The nation’s air traffic system has just received what could be its last, best chance for survival as a government agency. The system better make the best of the opportunity.
A new organization within the Federal Aviation Administration will try to reduce flight delays. President Bill Clinton said Thursday that the division will operate much like a business in overseeing the traffic control system.
The new Air Traffic Organization will be headed by a chief officer, who will receive financial incentives for improving performance. A board of directors, composed of business and labor leaders from outside the aviation industry, will oversee the agency.
With both the holiday travel season and the end of his administration looming, Clinton had obvious incentives to act quickly. His move, though, appears to have potential for pushing the air traffic system toward better performance. Almost any improvement, of course, would be welcome, given the rise in delays faced by passengers across the country.
The reform falls short of the privatization urged by some Republican members of Congress and the airline industry. There is good reason, though, to try every option short of privatization. With safety the paramount concern, public operation of air traffic control ought to remain the preferred option. After all, the nation’s safety record is excellent.
As poor as the FAA’s performance sometimes is, moreover, a substantial share of the blame for air traffic difficulties lies with the air carriers, not the federal government or the hard-working air traffic controllers. For competitive reasons, airlines have massively overscheduled their flights at key airport hubs and in the most desirable time periods. Even the consumers most annoyed by the delays would be reluctant to let airlines call the shots on how to establish a private air traffic system. The results would likely be every bit as neglectful as the airlines’ you-are-stuck-with-us attitude toward their passengers.
Privatization, already established in more than 15 nations, should remain an option, however. Indeed, labor unions and the FAA ought to be reminded of that possibility to motivate them to work together rather than engage in futile, disruptive disputes.
President Clinton’s appointments to the new board of directors include a former Republican senator, Nancy Kassebaum Baker, and John Snow, the chairman of the CSX Corp. If they can bring a more business-like attitude, passengers may see fewer delays caused by the air traffic system.
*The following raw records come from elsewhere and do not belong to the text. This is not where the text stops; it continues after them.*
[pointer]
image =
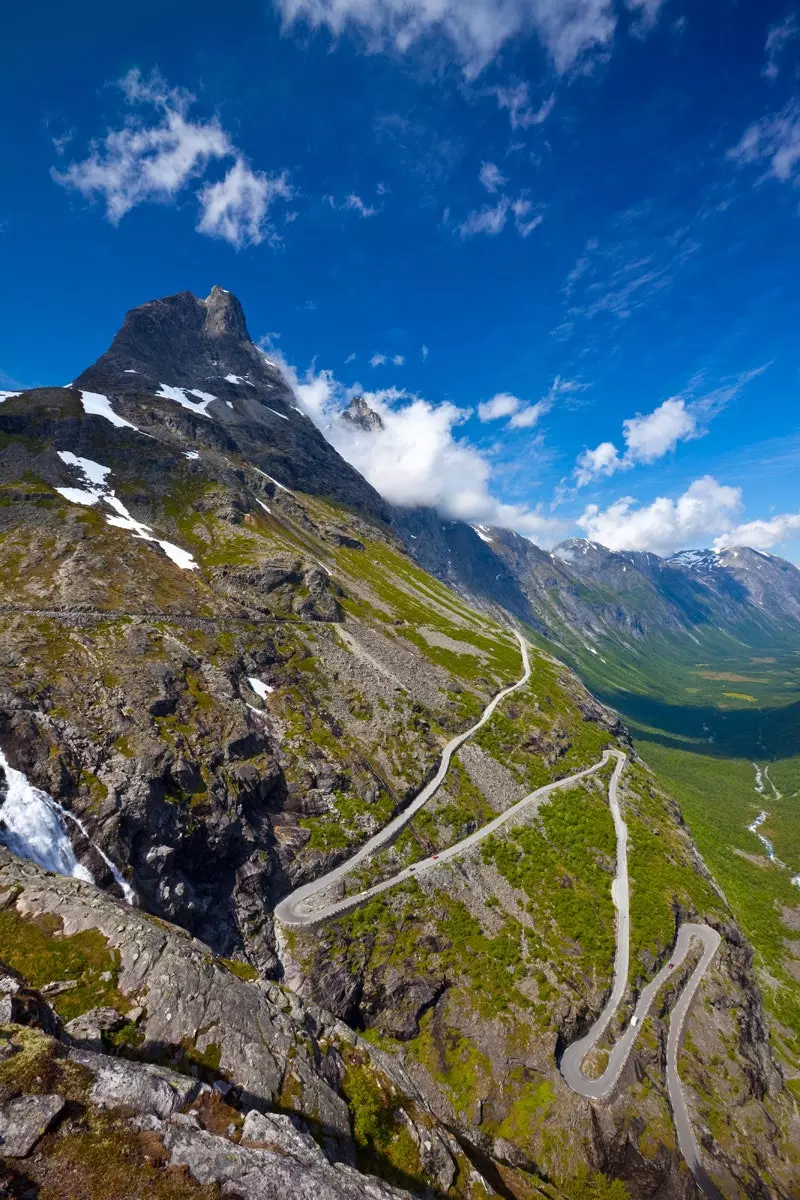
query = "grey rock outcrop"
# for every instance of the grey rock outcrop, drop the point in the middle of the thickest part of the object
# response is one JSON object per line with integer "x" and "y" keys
{"x": 24, "y": 1121}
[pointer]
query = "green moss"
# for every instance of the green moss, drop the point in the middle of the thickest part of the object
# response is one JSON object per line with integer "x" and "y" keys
{"x": 41, "y": 955}
{"x": 528, "y": 1111}
{"x": 97, "y": 790}
{"x": 455, "y": 1061}
{"x": 241, "y": 970}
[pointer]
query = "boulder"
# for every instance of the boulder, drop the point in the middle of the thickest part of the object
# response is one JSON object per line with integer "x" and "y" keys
{"x": 24, "y": 1121}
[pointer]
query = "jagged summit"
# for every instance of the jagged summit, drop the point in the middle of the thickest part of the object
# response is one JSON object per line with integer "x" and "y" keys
{"x": 184, "y": 354}
{"x": 359, "y": 414}
{"x": 182, "y": 341}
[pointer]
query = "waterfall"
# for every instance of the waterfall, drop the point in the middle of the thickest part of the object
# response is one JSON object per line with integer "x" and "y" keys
{"x": 31, "y": 826}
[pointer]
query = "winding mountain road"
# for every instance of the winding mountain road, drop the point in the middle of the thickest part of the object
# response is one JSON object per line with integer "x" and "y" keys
{"x": 299, "y": 910}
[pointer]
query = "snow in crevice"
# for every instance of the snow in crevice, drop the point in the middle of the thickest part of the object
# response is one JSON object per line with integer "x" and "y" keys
{"x": 181, "y": 396}
{"x": 96, "y": 489}
{"x": 282, "y": 486}
{"x": 96, "y": 405}
{"x": 260, "y": 688}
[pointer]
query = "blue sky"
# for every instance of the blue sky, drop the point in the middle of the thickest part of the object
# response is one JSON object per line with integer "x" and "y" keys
{"x": 555, "y": 245}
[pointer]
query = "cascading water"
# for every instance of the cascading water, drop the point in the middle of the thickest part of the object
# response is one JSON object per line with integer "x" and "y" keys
{"x": 755, "y": 827}
{"x": 31, "y": 826}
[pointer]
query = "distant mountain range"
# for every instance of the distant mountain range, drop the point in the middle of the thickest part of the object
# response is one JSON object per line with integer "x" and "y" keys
{"x": 198, "y": 354}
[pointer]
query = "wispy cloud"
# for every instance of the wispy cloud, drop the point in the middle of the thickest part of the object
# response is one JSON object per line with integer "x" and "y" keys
{"x": 650, "y": 436}
{"x": 703, "y": 511}
{"x": 774, "y": 141}
{"x": 417, "y": 457}
{"x": 647, "y": 12}
{"x": 492, "y": 219}
{"x": 522, "y": 114}
{"x": 489, "y": 220}
{"x": 519, "y": 414}
{"x": 762, "y": 534}
{"x": 354, "y": 203}
{"x": 777, "y": 39}
{"x": 236, "y": 207}
{"x": 617, "y": 277}
{"x": 491, "y": 177}
{"x": 475, "y": 30}
{"x": 155, "y": 161}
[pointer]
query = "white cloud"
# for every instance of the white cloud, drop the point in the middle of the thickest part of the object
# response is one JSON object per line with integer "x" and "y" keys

Next year’s Congress could help, too, by letting the FAA charge airlines directly for each flight takeoff and landing, rather than imposing a tax on passengers’ tickets as is done now to support the air traffic system. There also should be the authority to charge airlines higher rates at peak travel times and at the most crowded airports. Discounted charges for larger jets might discourage the airlines from their increasing reliance on 50-seat planes, which have crowded the skies as well as contributing to the need for new runways on the ground.
Airlines, controllers and passengers rely on one another. Passengers will know soon enough if the system is improving or whether it must undergo even more drastic changes.